Figure 4. AJs are lost from the enteroblast apical membrane during AMIS formation.

(A) E-cadherin (green) localises all around the plasma membrane of integrating enteroblasts that have not yet reached the septate junction between the overlying enterocytes. Cora (greyscale) is not polarised at this stage and Canoe (red) is only weakly enriched apically. (B) Canoe and Cora form apical caps in enteroblasts that have reached the septate junction between the overlying enterocytes, but E-cadherin is still uniformly distributed along the enterocyte-enteroblast cell contact sites. This enteroblast is at the stage when Canoe is polarised but actin is not (see Figure 3A, Figure 3—figure supplement 1A and C). (C) AMIS formation (green arrow) in an integrating enteroblast. The Adherens junctions (Arm staining in white) disappear from the AMIS region. Canoe (red) localises to both the enteroblast and enterocyte membranes after their separation as seen in Figure 3B. The integrating enteroblast on the right (orange arrow) is at a slightly earlier stage before separation of the apical enteroblast membrane from the overlying enterocyte membranes. Actin (green) has started to accumulate apically, but at lower levels than in the left-hand enteroblast. (D) Ecad-GFP (green) is absent from the membrane around the pre-assembled apical compartment (purple arrow) as it forms. The fluorescence intensities of all labelled components are plotted in the panels next to the corresponding figures. Scale bars = 5 µm.

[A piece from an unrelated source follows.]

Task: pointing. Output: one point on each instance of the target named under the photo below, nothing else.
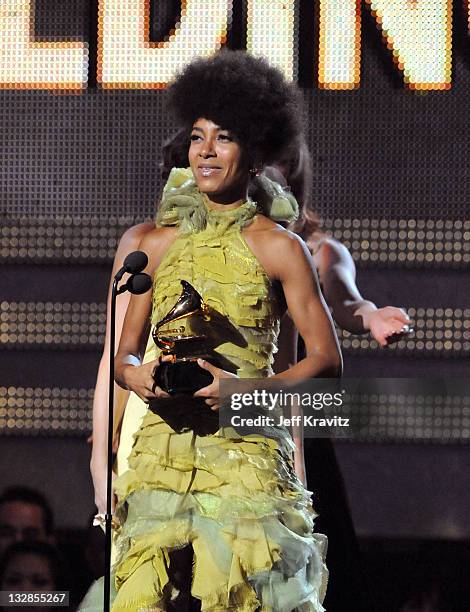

Figure 4—figure supplement 1. The localisation of junctional proteins during PAC formation.

(A) Tsp2a (red) localises to the septate junctions that develop between the pre-enterocyte and the neighbouring enterocytes as the PAC forms. Canoe is shown in green and α-spectrin in greyscale. (B) E-cadherin (green) disappears around the PAC. Canoe is shown in red and α-spectrin in greyscale. Scale bars = 5 µm.